Psilocybin is the active psychedelic compound found in many fungus species, including magic mushrooms. On the other hand, phantom limb pain refers to painful sensations that originate from the part of an individual’s limb that is no longer present, such as an amputated leg.
This grant will finance the first placebo-controlled randomized human clinical trial, which will be examining the effectiveness and safety of psilocybin in patients who suffer from chronic phantom limb pain. The study has also been designed to look into the brain mechanisms involved when patients are on psychedelics.
The study is a part of the Psychedelics and Health Research Initiative whose objective is to study psilocybin and other psychedelics compounds’ potential in encouraging healing and helping manage pain.
Dr. Timothy Furnish, the trial’s co-principal investigator who also happens to be a UC San Diego School of Medicine professor of anesthesiology, stated that psilocybin’s therapeutic potential was unique when compared to other analgesics. He explained that while a majority of analgesics were administered almost daily to help manage chronic pain symptoms, they did not help modify the underlying pathology.
On the other hand, he continued, psilocybin possessed the potential to re-adjust modified cortical brain circuits that are linked to some chronic pain disorders.
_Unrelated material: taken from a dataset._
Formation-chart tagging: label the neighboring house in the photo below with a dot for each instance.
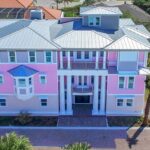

This readjustment, he said, could produce a drug that works for an extended period of time — for days or weeks at a time — and could possibly even lead to a cure.
Psychedelic Research at UC San Diego started in the 1970s, with research on the neurobiological and behavioral effects of psychedelics. The professor-emeritus behind this study, Professor Mark Geyer of the psychiatry and neurosciences, is also the co-founder of the university’s Psychedelics and Health Research Initiative (“PHRI”).
The PHRI originated from a Jacobs School of Engineering and Qualcomm Institute research scientist known as Albert Yu-Min Lin in 2016. Lin was involved in an off-road vehicle accident that left him without his lower right leg.
While in rehabilitation and recovery, Lin experienced severe and recurrent phantom limb pain, which led him to try psilocybin as a means to relieve the pain. Lin revealed that in 45 minutes of trying the psychedelic, he felt relief, adding that while he still experiences a sharp pain on occasion, the pain is mostly gone.
Thirty amputees who suffer from phantom pain will take part in the clinical trial, with half of them receiving two niacin doses, which has been chosen as the placebo, and the remaining half receiving 25 mg of psilocybin, administeredtwice. The trial will also include several clinical visits to evaluate psychological functioning and pain.
Interest in psychedelics extends beyond academia as plenty of for-profit companies are also venturing into this industry. XPhyto Therapeutics Corp. (CSE: XPHY) (OTCQB: XPHYF) (FSE: 4XT), for example, is focused on developing transdermal and sublingual psychedelic drugs that can help in the treatment of mental health conditions.